In 1983, my mom and dad took me to Bora Bora during the Christmas break from school.  It was the centerpiece of the best three weeks of traveling in my life.  I spent a four days in Las Vegas with my friend Kevin from UC Santa Barbara. After doing laundry and a night’s sleep, I meet my parents at LAX.   We flew non-stop to Tahiti, caught a jump-job to Bora Bora and stayed for ten days in a tropical paradise.  After coming home and doing more laundry, I drove to North Lake Tahoe to join Kevin’s family for 3 days of skiing.

There are too many wonderful moments in that three week period along with a few scary ones such as running low on gas while driving through a ghost town in the Mojave desert on a gravel highway.

My reason for reflecting on Bora Bora was I was going use it as the basis for my Great Spirit reef and so went to Google Maps to refresh my memory.  OMG!  It had gone from being 3 hotels on a small island to having the entire circumference and much of the outer reef lined with wall-to-wall hotels.  I am certainly grateful for having gone 31 years ago instead of, say, last Christmas.  It would be like going Waikiki without the tourist sites.

The Hotel Bora Bora presumably is no more.  30-some years ago, they were the first to build over-the-water bungalows.  My best guess is that is now the Intercontinental Bora Bora Hotel on Matira Point.  There is a webstub here saying the Hotel Bora Bora is closed for reconstruction.

I will use the Bora Bora of my memory and imagination to build a cross between a memory palace and my Great Spirit reef.  It will be a warm inviting safe place to store happy memories, live in the present moment and contemplate future plans.

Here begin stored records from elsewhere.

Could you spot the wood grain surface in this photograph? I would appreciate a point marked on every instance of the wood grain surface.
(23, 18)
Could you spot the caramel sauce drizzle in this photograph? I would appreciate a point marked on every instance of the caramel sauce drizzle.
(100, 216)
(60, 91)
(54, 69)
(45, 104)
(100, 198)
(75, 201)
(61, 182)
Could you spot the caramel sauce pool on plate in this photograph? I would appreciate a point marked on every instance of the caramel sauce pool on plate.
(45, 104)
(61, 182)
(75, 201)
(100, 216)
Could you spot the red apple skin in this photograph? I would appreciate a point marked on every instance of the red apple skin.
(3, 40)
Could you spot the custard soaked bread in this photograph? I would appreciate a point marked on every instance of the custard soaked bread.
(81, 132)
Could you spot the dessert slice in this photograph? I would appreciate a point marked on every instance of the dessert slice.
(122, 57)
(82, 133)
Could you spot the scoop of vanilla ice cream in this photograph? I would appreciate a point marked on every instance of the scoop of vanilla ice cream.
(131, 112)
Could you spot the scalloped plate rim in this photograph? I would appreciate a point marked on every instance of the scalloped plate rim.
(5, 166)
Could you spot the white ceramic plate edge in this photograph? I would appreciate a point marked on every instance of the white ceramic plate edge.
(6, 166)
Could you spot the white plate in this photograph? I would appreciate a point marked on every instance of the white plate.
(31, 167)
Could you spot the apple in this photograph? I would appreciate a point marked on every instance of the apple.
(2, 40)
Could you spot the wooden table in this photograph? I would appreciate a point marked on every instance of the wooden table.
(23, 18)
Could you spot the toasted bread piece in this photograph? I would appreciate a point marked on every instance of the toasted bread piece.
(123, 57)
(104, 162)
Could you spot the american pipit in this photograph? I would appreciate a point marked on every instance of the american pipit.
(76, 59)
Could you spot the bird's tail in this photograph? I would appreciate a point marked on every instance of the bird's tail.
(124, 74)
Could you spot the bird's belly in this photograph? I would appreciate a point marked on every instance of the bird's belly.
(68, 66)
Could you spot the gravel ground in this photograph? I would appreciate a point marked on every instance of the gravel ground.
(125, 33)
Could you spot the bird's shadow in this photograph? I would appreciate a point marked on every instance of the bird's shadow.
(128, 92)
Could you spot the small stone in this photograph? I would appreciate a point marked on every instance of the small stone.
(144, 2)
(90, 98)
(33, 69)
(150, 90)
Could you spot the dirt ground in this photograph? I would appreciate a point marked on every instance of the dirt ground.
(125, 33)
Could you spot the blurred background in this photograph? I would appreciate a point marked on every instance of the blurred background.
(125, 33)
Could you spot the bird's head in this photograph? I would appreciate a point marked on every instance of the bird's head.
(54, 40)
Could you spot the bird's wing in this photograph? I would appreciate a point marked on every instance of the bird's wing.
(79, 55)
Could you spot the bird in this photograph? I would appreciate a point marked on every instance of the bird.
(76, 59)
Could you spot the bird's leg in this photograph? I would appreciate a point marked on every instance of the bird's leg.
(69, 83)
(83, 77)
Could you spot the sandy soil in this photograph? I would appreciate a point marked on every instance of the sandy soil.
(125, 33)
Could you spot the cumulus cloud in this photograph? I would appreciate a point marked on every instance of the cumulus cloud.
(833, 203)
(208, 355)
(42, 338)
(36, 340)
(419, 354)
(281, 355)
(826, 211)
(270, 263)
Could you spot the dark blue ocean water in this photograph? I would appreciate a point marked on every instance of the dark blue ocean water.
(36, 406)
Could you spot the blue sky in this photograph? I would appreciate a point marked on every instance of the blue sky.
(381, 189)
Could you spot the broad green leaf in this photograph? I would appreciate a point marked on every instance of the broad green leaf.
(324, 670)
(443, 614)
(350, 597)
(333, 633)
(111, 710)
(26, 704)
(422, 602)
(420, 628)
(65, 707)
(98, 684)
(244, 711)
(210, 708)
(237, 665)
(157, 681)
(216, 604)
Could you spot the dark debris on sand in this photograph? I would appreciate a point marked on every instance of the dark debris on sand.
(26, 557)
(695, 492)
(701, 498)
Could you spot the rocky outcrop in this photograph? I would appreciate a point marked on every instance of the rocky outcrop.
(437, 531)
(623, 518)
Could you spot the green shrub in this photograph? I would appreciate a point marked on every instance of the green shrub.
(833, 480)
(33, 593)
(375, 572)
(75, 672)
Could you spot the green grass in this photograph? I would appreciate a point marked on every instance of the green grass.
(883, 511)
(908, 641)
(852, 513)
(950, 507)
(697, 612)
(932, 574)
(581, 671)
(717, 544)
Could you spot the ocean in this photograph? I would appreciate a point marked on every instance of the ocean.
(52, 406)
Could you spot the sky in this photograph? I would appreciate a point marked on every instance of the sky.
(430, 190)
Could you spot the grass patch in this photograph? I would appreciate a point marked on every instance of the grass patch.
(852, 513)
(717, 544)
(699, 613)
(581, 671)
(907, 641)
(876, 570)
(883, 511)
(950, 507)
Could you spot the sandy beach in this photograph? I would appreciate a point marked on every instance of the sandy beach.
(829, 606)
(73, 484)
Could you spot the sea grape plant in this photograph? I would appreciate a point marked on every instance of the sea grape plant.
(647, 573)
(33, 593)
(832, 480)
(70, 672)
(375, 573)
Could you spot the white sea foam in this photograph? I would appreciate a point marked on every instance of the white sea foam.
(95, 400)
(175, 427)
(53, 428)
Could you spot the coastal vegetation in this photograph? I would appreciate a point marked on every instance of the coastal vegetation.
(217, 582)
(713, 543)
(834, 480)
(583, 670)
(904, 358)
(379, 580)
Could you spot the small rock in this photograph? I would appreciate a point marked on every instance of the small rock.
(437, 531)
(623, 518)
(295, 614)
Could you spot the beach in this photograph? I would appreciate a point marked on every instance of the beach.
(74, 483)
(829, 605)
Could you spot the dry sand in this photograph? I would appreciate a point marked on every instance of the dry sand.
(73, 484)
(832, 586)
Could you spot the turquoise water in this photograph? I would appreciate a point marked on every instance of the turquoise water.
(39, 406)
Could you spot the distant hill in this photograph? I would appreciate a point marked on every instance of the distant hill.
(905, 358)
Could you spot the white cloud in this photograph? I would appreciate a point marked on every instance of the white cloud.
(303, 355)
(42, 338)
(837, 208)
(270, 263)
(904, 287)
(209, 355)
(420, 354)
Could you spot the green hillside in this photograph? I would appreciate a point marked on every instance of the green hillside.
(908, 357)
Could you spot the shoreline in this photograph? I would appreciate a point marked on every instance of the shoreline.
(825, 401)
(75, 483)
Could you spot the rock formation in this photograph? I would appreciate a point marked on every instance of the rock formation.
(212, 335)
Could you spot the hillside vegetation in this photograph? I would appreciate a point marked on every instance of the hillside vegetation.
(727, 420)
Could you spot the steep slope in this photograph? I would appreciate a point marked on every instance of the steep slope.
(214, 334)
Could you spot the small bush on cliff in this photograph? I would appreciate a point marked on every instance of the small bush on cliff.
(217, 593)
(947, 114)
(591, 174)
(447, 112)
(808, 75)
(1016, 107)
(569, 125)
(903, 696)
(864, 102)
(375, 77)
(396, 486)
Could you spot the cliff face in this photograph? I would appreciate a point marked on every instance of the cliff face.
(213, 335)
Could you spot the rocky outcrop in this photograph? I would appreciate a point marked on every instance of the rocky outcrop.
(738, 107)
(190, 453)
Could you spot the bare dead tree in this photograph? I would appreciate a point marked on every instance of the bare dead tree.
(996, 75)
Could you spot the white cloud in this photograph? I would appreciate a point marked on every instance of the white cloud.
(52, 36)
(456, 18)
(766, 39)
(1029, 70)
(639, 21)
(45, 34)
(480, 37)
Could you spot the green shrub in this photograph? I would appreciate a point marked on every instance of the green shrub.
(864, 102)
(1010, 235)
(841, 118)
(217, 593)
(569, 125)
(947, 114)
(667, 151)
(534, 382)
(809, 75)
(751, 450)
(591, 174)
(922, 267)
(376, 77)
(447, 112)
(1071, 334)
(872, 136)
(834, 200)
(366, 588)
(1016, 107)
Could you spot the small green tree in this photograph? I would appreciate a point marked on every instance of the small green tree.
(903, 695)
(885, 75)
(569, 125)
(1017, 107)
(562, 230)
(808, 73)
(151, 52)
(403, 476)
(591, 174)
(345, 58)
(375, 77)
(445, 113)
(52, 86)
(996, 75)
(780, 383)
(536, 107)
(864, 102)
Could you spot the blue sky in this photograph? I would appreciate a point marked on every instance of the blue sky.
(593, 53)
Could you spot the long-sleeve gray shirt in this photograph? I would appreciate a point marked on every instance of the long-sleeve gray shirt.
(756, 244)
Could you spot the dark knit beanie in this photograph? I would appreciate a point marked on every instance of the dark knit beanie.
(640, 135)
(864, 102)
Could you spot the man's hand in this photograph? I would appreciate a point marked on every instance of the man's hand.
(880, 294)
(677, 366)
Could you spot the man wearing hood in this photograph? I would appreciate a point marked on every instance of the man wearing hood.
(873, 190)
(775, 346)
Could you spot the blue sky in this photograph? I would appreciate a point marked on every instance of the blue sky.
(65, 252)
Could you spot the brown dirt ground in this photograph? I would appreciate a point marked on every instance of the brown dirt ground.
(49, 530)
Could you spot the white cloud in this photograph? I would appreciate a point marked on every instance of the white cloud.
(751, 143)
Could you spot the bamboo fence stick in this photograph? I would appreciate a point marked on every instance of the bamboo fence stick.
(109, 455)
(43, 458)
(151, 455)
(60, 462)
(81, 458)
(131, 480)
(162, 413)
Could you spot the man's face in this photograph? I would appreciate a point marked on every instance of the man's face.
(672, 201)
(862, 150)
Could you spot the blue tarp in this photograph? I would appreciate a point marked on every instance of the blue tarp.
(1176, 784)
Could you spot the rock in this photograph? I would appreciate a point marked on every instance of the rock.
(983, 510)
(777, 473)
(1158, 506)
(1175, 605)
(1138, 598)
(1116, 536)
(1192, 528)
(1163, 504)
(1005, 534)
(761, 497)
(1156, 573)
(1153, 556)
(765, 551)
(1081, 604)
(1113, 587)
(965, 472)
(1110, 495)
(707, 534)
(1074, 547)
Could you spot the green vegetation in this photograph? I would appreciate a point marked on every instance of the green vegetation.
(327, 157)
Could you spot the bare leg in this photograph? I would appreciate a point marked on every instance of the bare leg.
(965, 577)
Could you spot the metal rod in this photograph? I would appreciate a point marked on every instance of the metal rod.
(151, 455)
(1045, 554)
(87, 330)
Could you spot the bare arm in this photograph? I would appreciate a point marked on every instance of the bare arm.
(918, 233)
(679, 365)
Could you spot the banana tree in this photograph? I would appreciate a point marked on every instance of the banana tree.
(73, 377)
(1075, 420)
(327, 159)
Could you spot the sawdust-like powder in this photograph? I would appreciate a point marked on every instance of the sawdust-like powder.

I am grateful for being at least moderately well-traveled and educated.  None of my friends have been to Bora Bora and only a few of them knew about the memory palace concept.  It is a god-given gift to have seen unspoiled natural beauty like Bora Bora and to have tools to help me retain what is left of my now dwindling memories.  This was the best vacation I ever went on with both my parents.  The three of us rarely traveled (well) together.